The processor 110 may be an integrated circuit chip having signal processing capabilities. In implementation, the steps of the above method may be performed by integrated logic circuits of hardware or instructions in the form of software in the processor 110. The Processor 110 may be a general-purpose Processor, and includes a Central Processing Unit (CPU), a Network Processor (NP), and the like; the device can also be a Digital Signal Processor (DSP), an Application Specific Integrated Circuit (ASIC), a Field-Programmable Gate Array (FPGA) or other Programmable logic device, a discrete Gate or transistor logic device, or a discrete hardware component. The various methods, steps and logic blocks disclosed in the embodiments of the present invention may be implemented or performed. A general purpose processor may be a microprocessor or the processor may be any conventional processor or the like. The steps of the method disclosed in connection with the embodiments of the present invention may be directly implemented by a hardware decoding processor, or implemented by a combination of hardware and software modules in the decoding processor.

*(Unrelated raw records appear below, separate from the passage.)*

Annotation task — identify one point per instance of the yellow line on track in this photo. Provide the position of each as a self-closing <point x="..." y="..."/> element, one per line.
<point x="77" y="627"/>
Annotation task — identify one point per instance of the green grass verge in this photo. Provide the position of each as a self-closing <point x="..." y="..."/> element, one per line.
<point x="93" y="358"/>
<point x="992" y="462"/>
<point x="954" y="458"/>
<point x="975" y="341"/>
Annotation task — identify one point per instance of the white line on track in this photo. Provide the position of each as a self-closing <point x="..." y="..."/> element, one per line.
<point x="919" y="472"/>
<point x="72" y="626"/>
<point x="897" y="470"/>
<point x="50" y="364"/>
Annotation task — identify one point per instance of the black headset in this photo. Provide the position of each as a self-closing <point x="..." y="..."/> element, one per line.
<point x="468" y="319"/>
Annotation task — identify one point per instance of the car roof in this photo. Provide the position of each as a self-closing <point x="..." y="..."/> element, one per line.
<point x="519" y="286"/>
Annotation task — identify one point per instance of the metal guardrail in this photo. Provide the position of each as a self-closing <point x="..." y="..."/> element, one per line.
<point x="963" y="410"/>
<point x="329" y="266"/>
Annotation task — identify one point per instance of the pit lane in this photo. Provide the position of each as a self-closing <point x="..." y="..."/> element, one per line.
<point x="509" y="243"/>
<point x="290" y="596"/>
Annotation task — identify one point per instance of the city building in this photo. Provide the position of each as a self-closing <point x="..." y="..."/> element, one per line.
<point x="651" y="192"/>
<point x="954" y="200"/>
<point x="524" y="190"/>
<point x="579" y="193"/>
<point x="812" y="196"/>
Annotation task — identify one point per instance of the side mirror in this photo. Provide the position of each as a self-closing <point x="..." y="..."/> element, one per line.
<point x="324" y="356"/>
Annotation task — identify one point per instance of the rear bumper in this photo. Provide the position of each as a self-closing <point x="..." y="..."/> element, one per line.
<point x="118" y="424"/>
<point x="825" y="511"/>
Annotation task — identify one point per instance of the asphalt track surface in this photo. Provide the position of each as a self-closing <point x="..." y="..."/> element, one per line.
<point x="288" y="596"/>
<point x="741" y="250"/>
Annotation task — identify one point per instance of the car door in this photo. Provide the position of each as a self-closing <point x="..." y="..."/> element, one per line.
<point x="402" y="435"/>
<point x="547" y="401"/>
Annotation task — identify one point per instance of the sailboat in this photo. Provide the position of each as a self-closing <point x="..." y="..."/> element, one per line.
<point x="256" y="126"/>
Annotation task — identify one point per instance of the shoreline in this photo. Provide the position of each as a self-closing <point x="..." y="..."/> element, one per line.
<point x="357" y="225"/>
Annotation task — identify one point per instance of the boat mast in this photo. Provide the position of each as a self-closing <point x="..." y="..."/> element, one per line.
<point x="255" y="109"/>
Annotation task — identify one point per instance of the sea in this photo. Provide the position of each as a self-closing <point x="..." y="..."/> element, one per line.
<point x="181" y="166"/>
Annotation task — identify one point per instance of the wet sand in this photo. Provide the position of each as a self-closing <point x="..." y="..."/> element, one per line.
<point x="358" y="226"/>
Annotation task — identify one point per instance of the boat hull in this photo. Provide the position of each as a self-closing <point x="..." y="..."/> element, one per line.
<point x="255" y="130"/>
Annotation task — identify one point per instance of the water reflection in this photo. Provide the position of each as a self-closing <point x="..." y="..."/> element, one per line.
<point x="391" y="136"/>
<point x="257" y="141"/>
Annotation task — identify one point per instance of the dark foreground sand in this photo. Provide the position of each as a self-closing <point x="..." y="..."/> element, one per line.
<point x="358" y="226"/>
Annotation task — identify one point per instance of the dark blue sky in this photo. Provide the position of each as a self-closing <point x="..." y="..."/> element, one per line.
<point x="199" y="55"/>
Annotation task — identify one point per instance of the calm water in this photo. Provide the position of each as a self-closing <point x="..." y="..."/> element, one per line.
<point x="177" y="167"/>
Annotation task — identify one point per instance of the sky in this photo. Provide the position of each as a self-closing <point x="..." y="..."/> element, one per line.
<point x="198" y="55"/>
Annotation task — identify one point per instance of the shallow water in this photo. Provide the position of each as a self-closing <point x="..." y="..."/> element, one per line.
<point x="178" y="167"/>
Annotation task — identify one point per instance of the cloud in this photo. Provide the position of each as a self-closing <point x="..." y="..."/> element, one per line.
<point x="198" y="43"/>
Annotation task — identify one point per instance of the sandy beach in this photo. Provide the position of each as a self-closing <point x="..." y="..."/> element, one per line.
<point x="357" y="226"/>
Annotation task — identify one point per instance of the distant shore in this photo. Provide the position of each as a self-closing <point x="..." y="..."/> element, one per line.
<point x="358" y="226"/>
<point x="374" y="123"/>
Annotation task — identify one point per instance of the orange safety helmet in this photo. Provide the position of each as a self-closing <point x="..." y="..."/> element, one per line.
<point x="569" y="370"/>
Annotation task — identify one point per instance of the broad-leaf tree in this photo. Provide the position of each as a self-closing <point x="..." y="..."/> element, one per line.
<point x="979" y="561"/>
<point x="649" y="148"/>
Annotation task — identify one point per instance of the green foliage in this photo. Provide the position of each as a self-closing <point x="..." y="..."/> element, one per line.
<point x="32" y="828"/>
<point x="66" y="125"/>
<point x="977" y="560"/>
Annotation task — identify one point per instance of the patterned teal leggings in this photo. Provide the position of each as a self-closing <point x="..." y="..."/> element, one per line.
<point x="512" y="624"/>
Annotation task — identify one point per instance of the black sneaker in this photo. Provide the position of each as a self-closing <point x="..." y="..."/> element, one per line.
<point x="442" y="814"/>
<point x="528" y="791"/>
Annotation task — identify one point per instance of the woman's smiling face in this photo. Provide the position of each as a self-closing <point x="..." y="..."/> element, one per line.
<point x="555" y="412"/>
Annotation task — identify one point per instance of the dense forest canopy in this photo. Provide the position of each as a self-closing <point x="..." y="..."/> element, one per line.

The software module may be located in ram, flash memory, rom, prom, or eprom, registers, etc. storage media as is well known in the art. The storage medium is located in the memory 111, and the processor 110 reads the information in the memory 111 and completes the steps of the method in combination with the hardware thereof.
In addition, in the description of the embodiments of the present invention, unless otherwise explicitly specified or limited, the terms "mounted," "connected," and "connected" are to be construed broadly, e.g., as meaning either a fixed connection, a removable connection, or an integral connection; can be mechanically or electrically connected; they may be connected directly or indirectly through intervening media, or they may be interconnected between two elements. The specific meanings of the above terms in the present invention can be understood in specific cases to those skilled in the art.
In the description of the present invention, it should be noted that the terms "center", "upper", "lower", "left", "right", "vertical", "horizontal", "inner", "outer", etc., indicate orientations or positional relationships based on the orientations or positional relationships shown in the drawings, and are only for convenience of description and simplicity of description, but do not indicate or imply that the device or element being referred to must have a particular orientation, be constructed and operated in a particular orientation, and thus, should not be construed as limiting the present invention. Furthermore, the terms "first," "second," and "third" are used for descriptive purposes only and are not to be construed as indicating or implying relative importance.
It is clear to those skilled in the art that, for convenience and brevity of description, the specific working processes of the above-described systems, apparatuses and units may refer to the corresponding processes in the foregoing method embodiments, and are not described herein again.
In the several embodiments provided in the present application, it should be understood that the disclosed system, apparatus and method may be implemented in other ways. The above-described embodiments of the apparatus are merely illustrative, and for example, the division of the units is only one logical division, and there may be other divisions when actually implemented, and for example, a plurality of units or components may be combined or integrated into another system, or some features may be omitted, or not executed. In addition, the shown or discussed mutual coupling or direct coupling or communication connection may be an indirect coupling or communication connection of devices or units through some communication interfaces, and may be in an electrical, mechanical or other form.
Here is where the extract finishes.